“Good heavens, Palla––” he began nervously; but 95 caught the glimmer in her lowered eyes––saw her child’s mouth tremulous with mirth controlled.

“Oh, Jim!” she said, still laughing, “do you think I care how we met? How absurd of you to let me torment you. You’re altogether too boyish, too self-conscious. You’re loaded down with all the silly traditions which I’ve thrown away. I don’t care how we met. I’m glad we know each other.”

She opened a silver box on a little table at her elbow, chose a cigarette, lighted it, and offered it to him.

“I rather like the taste of them now,” she remarked, making room for him on the sofa beside her.

When he was seated, she reached up to a jar of flowers on the piano, selected a white carnation, broke it short, and then drew the stem through his lapel, patting the blossom daintily into a pom-pon.

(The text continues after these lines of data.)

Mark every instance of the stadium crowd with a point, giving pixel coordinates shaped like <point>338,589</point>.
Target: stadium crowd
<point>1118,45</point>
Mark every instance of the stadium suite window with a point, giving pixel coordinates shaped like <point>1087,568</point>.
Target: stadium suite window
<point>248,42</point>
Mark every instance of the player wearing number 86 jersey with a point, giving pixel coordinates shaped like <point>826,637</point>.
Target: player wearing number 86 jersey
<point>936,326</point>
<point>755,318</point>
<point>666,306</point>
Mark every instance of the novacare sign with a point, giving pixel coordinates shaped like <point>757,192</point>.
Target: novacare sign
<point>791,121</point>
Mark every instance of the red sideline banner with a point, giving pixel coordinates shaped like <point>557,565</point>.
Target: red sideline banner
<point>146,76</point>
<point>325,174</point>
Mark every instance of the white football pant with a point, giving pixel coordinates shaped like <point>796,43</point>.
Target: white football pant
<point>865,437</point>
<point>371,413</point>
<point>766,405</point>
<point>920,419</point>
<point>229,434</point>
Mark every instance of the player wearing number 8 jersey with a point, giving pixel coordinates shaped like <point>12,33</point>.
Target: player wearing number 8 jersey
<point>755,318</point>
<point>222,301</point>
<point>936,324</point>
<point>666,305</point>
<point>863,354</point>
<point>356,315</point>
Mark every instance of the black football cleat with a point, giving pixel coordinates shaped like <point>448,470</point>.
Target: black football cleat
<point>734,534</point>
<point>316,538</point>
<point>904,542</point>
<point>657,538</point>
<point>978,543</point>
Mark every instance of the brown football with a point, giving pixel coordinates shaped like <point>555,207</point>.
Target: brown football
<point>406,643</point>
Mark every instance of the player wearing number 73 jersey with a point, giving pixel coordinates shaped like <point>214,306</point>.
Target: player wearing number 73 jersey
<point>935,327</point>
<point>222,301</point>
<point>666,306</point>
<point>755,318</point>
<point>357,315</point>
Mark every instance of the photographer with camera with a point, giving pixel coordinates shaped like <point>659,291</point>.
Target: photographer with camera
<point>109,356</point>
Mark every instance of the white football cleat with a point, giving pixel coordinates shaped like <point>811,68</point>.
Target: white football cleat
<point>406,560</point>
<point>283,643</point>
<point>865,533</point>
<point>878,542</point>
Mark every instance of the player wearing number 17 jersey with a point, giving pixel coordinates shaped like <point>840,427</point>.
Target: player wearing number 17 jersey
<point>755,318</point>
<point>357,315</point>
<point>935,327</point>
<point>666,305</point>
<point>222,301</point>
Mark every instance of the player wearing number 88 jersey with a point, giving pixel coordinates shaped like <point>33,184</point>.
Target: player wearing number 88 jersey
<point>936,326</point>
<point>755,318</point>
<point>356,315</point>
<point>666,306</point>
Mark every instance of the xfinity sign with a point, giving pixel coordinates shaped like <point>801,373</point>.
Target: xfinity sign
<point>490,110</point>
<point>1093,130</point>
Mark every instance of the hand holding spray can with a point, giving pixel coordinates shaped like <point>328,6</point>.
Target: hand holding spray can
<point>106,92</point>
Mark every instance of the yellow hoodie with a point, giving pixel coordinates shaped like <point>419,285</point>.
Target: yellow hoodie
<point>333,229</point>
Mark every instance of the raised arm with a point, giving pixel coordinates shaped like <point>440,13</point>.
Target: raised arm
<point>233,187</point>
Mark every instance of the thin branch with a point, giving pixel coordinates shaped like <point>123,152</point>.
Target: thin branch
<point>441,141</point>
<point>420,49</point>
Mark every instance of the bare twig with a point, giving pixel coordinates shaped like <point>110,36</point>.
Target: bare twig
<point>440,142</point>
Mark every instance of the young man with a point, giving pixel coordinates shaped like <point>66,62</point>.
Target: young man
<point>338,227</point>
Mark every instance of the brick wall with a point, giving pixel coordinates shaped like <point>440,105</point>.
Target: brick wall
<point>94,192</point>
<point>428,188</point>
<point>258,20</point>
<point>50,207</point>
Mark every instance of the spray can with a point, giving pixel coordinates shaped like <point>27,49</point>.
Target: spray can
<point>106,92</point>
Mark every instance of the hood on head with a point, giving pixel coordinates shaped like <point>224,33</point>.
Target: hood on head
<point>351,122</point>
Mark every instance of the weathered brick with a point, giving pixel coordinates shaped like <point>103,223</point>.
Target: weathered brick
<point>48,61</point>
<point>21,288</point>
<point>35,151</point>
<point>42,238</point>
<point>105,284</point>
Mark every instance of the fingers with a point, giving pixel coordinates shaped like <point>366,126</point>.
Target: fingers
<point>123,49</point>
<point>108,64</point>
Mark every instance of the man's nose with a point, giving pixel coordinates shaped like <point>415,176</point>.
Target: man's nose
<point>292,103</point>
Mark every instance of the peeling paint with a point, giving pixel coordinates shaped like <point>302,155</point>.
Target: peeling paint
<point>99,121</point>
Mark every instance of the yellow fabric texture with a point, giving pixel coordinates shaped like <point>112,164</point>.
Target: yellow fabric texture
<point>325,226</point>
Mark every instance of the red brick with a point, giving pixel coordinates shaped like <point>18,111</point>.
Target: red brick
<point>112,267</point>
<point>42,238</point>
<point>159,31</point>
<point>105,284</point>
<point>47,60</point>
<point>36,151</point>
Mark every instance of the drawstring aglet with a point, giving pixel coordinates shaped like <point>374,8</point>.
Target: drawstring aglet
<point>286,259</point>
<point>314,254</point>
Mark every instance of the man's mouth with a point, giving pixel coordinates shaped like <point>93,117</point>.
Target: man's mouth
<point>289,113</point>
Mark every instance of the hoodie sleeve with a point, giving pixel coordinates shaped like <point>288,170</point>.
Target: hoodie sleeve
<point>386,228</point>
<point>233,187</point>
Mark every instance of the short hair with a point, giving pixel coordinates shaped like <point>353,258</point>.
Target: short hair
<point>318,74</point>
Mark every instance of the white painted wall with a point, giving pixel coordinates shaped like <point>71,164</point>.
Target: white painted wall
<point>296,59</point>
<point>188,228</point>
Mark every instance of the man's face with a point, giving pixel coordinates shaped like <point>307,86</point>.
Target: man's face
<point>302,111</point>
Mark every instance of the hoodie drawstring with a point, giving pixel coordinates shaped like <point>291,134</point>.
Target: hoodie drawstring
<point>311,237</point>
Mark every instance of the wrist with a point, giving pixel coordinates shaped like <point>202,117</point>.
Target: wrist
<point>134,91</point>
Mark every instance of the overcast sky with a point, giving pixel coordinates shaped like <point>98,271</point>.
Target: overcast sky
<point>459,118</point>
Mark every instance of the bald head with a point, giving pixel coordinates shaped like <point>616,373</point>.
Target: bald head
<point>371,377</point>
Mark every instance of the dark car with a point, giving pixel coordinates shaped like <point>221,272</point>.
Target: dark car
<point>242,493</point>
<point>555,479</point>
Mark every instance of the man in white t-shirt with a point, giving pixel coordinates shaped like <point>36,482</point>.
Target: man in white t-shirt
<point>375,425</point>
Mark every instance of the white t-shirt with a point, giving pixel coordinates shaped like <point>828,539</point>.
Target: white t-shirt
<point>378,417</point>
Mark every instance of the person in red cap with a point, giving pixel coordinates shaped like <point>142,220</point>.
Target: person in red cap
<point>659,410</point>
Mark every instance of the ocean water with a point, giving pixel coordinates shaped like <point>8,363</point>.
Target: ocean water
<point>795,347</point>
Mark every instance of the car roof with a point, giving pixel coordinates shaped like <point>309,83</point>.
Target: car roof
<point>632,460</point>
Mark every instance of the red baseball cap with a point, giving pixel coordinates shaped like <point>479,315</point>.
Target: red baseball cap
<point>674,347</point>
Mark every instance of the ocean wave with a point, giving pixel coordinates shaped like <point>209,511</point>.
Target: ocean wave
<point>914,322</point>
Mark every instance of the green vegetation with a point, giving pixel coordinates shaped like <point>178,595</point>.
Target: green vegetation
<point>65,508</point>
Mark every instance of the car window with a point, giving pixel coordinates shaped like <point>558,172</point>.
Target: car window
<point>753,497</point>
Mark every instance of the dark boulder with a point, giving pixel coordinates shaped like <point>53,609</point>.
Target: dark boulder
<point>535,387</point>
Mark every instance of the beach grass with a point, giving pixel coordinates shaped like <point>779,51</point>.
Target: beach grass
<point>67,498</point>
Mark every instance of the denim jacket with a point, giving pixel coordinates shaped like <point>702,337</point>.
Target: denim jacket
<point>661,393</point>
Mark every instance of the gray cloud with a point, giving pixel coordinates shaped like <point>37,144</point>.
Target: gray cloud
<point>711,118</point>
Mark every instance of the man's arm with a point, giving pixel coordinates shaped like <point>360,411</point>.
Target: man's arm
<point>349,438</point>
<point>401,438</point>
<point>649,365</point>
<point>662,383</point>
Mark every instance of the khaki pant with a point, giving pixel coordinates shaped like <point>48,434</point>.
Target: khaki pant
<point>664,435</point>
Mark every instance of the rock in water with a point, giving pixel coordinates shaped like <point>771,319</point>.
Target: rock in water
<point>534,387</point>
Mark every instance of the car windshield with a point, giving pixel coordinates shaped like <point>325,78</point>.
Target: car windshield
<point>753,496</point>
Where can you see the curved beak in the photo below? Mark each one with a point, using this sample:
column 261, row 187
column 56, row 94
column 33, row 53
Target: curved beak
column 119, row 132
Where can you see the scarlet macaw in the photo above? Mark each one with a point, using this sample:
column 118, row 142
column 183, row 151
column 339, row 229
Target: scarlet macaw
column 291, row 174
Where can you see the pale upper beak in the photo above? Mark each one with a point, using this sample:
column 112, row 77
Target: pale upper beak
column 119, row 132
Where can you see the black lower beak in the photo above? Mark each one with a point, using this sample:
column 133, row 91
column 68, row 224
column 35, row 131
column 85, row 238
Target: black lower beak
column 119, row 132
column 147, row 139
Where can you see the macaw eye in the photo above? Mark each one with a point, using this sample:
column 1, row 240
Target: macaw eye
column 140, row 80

“Now,” she said gaily, “if you’ll let me, I’ll straighten your tie. Shall I?”

He turned toward her; she accomplished that deftly, then glanced across at the clock.

“We’ve only half an hour longer to ourselves,” she exclaimed, with that unconscious candour which always thrilled him. Then, turning to him, she said laughingly: “Does it really matter how two people meet when time races with us like that?”

“And do you realise,” he said in a low, tense voice, “that since I met you every racing minute has been sweeping me headlong toward you?”

She was so totally unprepared for the deeper emotion in his voice and bearing––so utterly surprised––that she merely gazed at him.